My client would like to know which, of many different kinds of product dimensions, are most important for perceived quality. Some of the dimensions are as follows: price, material, country of origin, whether or not your colleagues/friends have the product, and so on. Most of these dimensions include many levels (price, for example, can be from $1 – $1000; material can include steel, plastic, and so on; country of origin includes 10 possible countries).
We want to be able to answer general questions like: which of these factors are most important in predicting customer appraisals of quality? My client has created a survey in which a random sample of, say, three of these variables are shown to a customer (e.g. a 100 dollar, plastic, widget from China; a 500 dollar metal drum from Cambodia, etc.), and the customer rates how high they perceive the quality to be.
Coming from an econometric background, it’s not clear how to answer this kind of question using my normal tools. There seems to be an enormous number of combinations of variables, and the potential for countless interaction effects seems overwhelming to interpret.
I’ve come across literature on conjoint analysis and taguchi methods, which seem relevant, but it’s not clear how to actually design and implement a study on this topic using those methods. And it’s not clear how to use regression in this context.

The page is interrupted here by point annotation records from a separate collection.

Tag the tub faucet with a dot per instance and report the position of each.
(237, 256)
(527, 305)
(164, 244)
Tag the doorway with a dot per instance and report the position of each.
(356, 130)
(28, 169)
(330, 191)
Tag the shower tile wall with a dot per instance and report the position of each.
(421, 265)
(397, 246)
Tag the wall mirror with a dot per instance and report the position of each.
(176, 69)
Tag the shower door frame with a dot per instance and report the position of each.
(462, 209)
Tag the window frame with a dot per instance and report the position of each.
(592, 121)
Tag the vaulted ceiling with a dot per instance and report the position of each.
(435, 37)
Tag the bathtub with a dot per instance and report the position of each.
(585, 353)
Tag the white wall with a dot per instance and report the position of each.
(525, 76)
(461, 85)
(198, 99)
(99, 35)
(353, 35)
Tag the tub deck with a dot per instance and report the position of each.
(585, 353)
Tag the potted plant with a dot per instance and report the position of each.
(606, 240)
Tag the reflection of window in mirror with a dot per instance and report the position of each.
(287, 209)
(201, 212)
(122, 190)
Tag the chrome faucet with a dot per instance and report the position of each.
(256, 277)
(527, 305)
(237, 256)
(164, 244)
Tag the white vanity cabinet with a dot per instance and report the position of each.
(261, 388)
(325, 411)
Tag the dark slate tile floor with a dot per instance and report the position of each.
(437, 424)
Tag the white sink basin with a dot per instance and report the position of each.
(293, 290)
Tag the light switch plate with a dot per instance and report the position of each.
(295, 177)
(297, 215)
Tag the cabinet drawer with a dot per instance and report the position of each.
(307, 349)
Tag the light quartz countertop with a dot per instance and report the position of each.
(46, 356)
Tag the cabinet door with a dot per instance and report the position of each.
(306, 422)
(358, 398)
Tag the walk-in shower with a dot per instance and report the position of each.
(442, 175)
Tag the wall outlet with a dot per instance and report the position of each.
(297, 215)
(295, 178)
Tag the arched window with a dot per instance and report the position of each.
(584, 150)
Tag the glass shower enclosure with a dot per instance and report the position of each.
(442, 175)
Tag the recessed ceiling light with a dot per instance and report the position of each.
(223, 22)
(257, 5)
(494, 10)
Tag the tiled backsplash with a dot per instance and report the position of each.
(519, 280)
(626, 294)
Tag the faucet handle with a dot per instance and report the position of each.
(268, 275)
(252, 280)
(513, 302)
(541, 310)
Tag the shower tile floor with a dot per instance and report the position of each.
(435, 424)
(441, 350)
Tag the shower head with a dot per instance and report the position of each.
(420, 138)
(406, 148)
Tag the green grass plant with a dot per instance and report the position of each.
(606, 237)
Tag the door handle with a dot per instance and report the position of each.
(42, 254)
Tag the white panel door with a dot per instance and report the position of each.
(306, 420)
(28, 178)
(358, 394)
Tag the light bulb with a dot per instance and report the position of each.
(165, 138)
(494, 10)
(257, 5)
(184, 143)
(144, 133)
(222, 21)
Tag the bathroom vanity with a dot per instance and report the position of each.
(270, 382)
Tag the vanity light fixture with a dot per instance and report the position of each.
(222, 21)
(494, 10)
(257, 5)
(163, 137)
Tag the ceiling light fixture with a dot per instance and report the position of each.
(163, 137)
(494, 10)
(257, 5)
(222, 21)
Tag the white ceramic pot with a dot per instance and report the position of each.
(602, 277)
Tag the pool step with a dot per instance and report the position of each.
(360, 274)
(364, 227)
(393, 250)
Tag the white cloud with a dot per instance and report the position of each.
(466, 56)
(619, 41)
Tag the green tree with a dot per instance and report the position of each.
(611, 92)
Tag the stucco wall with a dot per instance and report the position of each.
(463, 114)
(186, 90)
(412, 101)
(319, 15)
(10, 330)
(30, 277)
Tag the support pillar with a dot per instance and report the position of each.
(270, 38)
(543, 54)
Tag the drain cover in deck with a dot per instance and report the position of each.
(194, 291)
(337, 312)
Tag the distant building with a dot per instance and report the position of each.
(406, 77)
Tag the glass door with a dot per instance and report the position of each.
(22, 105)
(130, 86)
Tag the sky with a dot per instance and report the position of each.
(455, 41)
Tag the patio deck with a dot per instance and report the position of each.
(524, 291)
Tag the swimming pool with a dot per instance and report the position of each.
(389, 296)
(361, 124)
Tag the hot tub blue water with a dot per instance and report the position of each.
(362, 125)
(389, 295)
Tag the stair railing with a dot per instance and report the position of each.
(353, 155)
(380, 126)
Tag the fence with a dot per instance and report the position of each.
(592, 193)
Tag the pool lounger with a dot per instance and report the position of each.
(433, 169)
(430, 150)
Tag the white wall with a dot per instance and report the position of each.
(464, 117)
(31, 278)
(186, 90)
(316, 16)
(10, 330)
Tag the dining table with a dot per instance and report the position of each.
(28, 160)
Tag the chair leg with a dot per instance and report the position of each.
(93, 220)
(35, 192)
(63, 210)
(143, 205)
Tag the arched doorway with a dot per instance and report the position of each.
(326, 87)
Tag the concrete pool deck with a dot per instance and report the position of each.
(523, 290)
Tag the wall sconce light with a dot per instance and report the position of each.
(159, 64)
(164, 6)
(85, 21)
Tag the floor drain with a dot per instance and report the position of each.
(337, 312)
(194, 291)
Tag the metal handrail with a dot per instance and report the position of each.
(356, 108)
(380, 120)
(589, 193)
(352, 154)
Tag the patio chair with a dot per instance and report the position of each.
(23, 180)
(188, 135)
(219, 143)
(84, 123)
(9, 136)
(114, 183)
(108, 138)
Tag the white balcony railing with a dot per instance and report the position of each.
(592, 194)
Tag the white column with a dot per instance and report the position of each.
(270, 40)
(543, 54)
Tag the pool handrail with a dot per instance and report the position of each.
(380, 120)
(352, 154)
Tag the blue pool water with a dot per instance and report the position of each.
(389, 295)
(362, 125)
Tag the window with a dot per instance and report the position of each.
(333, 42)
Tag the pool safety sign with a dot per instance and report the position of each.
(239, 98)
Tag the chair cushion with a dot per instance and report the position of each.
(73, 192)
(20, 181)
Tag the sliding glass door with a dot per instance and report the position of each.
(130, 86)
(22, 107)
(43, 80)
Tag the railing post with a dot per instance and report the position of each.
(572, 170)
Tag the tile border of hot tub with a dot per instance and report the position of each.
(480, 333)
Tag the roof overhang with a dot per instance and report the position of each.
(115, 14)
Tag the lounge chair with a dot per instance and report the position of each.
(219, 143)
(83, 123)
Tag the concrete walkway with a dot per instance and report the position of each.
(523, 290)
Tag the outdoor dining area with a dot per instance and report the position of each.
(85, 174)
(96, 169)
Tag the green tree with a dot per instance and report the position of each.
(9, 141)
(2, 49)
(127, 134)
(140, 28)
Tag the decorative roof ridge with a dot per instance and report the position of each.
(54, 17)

Random forests with variable importance seems promising, but it’s not clear how to recover regression-esque effect sizes from forests, nor is it clear how to get a sense of which interactions are most relevant.
Perhaps some kind of Lasso regression? Would I fully specify all the interactions, and run a Lasso procedure? I’m worried it may select non-sensical interactions.
Apologies if the question is non-specified. I’d like to be able to say, “If your product is coming from China, characteristics X, Y, Z are most important. If you are selling a plastic tool, characteristics A, B, C, are most important.”